Book Gender and the Law of the Sea

Download or read book Gender and the Law of the Sea written by Irini Papanicolopulu and published by BRILL. This book was released on 2019-05-07 with total page 388 pages. Available in PDF, EPUB and Kindle. Book excerpt: Gender and the Law of the Sea successfully establishes the relevance of gender at sea and posits that feminist perspectives can help develop a more inclusive law for the oceans.

Book Sea State

    Book Details:
  • Author : Tabitha Lasley
  • Publisher : HarperCollins
  • Release : 2021-12-07
  • ISBN : 0063030853
  • Pages : 223 pages

Download or read book Sea State written by Tabitha Lasley and published by HarperCollins. This book was released on 2021-12-07 with total page 223 pages. Available in PDF, EPUB and Kindle. Book excerpt: A Recommended Read from: Vogue * USA Today * The Los Angeles Times * Publishers Weekly * The Week * Alma * Lit Hub A stunning and brutally honest memoir that shines a light on what happens when female desire conflicts with a culture of masculinity in crisis In her midthirties and newly free from a terrible relationship, Tabitha Lasley quit her job at a London magazine, packed her bags, and poured her savings into a six-month lease on an apartment in Aberdeen, Scotland. She decided to make good on a long-deferred idea for a book about oil rigs and the men who work on them. Why oil rigs? She wanted to see what men were like with no women around. In Aberdeen, Tabitha became deeply entrenched in the world of roughnecks, a teeming subculture rich with brawls, hard labor, and competition. The longer she stayed, the more she found her presence had a destabilizing effect on the men—and her.
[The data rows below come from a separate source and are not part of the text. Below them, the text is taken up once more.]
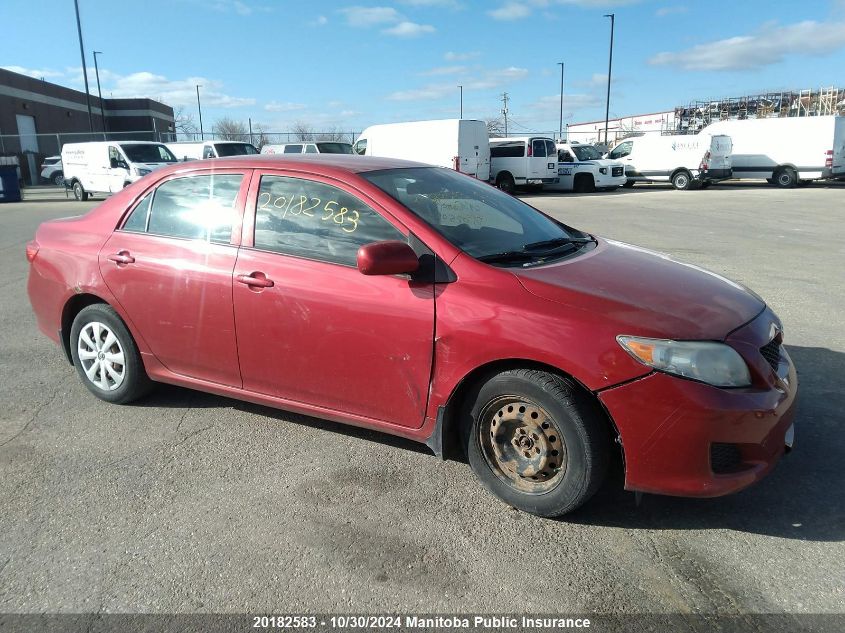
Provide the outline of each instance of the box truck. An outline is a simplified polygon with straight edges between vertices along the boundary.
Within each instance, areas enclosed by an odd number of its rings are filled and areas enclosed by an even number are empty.
[[[704,133],[730,135],[734,178],[794,187],[845,177],[845,116],[718,121]]]
[[[262,154],[354,154],[352,145],[342,141],[300,141],[265,145]]]
[[[625,164],[626,187],[637,182],[671,182],[675,189],[708,187],[731,177],[731,137],[649,135],[628,138],[608,154]]]
[[[371,125],[353,146],[356,154],[404,158],[450,167],[479,180],[490,178],[487,124],[472,119],[440,119]]]
[[[176,162],[164,143],[95,141],[62,146],[65,187],[77,200],[115,193],[148,173]]]
[[[543,187],[558,179],[555,142],[545,136],[511,136],[490,141],[490,180],[513,193],[523,185]]]
[[[587,143],[557,143],[557,182],[546,185],[550,191],[588,193],[611,191],[627,181],[625,166],[602,158],[597,147]]]
[[[178,141],[165,145],[179,160],[225,158],[258,153],[255,145],[243,141]]]

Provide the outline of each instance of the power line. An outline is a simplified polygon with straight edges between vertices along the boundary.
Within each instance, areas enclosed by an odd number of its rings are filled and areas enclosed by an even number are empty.
[[[508,135],[508,93],[502,93],[502,115],[505,117],[505,136]]]

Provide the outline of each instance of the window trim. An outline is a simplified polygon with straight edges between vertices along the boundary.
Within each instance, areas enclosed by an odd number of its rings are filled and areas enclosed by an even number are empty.
[[[246,209],[246,200],[250,191],[250,184],[252,182],[252,175],[254,171],[255,170],[251,168],[215,169],[214,167],[206,167],[204,169],[189,169],[170,173],[167,176],[152,183],[149,187],[141,191],[135,197],[134,200],[132,200],[132,202],[127,207],[127,210],[120,217],[120,220],[118,221],[114,232],[127,233],[129,235],[148,235],[154,238],[175,239],[190,242],[205,242],[206,240],[198,240],[197,238],[192,237],[179,237],[177,235],[159,235],[158,233],[149,233],[149,211],[147,212],[147,222],[145,226],[147,230],[145,230],[143,233],[139,233],[138,231],[126,231],[123,227],[126,225],[127,220],[129,220],[129,216],[132,215],[132,212],[135,211],[135,208],[143,201],[147,194],[152,194],[153,198],[155,198],[155,194],[158,191],[158,188],[164,185],[165,183],[170,182],[171,180],[176,180],[177,178],[193,178],[196,176],[241,176],[241,187],[238,190],[238,195],[235,196],[234,217],[232,218],[232,234],[229,237],[229,242],[208,242],[209,244],[216,244],[217,246],[240,246],[241,232],[244,224],[244,209]],[[152,204],[153,200],[151,199],[150,210],[152,210]]]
Sea State is on the one hand a portrait of an overlooked industry: “offshore” is a way of life for generations of primarily working-class men and also a potent metaphor for those parts of life we keep at bay—class, masculinity, the transactions of desire, and the awful slipperiness of a ladder that could, if we tried hard enough, lead us to security. Sea State is on the other hand the story of a journalist whose professional distance from her subject becomes perilously thin. In Aberdeen, Tabitha gets high and dances with abandon, reliving her youth, when the music was good and the boys were bad. Twenty years on, there is Caden: a married rig worker who spends three weeks on and three weeks off. Alone and in an increasingly precarious state, Tabitha dives into their growing attraction. The relationship, reckless and explosive, will lay them both bare.